The notice issued by the Ministry of Consumer Affairs of India further adds that these rules will apply to all e-commerce entities incorporated under the Companies Act 1956 or under the Companies Act of 2013 or to any foreign company covered by clause (42) of Section 2 of the Companies Act 2013 or any officer, branch or agency outside India owned or controlled by a person resident in India, as provided for in the Foreign Exchange Management Act 1999.
This new sub-rule was included in the Consumer Protection (eCommerce) Rules 2020 and came into effect earlier this week (May 17), according to a notification signed by Anupam Mishra, Joint Secretary of the Department of consumption in India. . The consumer protection rules for electronic commerce govern anyone involved in a transaction for the purchase and sale of goods and services over digital or electronic networks, including market electronic commerce entities, electronic commerce entities based on inventory and single-brand or multi-brand retailers (excluding individual sellers).
The rules were made under the provisions of the Consumer Protection Act 2019, which governs matters relating to infringement of consumer rights, unfair trading practices and misleading advertising. The ministry’s notification reads: “it (the e-commerce entity) shall appoint a nodal officer or a designated alternate senior official who resides in India, to ensure compliance with the provisions of the act or rules made thereunder. “.
Under the Consumer Protection (E-Commerce) Rules 2020, e-commerce entities must display ‘country of origin’ on products sold on their platform. In addition to this they must also display the total price of the goods and services offered for sale along with a breakdown of other charges, they are also required to mention ‘expiration dates’, logistics details – including including return, exchange, refund, warranty and warranty, delivery and shipping — so a customer can make informed purchases.

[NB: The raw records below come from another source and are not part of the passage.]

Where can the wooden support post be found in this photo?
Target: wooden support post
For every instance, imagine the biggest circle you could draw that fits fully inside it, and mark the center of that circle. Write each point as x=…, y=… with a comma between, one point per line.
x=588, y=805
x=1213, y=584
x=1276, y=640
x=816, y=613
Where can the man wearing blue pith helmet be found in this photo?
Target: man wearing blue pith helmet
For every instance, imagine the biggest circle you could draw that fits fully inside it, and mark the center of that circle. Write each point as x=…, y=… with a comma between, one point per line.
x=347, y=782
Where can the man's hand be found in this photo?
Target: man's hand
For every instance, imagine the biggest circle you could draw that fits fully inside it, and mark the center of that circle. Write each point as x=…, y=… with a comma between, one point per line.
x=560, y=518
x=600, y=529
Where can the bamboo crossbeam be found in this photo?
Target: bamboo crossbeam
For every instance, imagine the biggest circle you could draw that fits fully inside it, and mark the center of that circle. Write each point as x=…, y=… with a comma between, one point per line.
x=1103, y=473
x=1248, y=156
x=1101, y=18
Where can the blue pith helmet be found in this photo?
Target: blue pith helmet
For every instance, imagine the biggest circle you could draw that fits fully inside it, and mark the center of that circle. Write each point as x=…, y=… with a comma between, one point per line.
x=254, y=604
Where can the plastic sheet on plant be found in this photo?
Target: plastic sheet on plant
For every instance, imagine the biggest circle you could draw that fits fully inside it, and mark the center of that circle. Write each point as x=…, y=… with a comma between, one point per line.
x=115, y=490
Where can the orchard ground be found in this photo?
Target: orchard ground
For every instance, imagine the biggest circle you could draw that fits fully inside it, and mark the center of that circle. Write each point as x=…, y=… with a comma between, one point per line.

E-commerce entities are also not allowed to manipulate the price of goods and services offered on their platforms to obtain an unreasonable profit and discriminate between consumers of the same category or make an arbitrary classification of consumers affecting their rights under the law. Also, in the event of a complaint, e-commerce businesses should provide a ticket number so that consumers can track the status of complaints.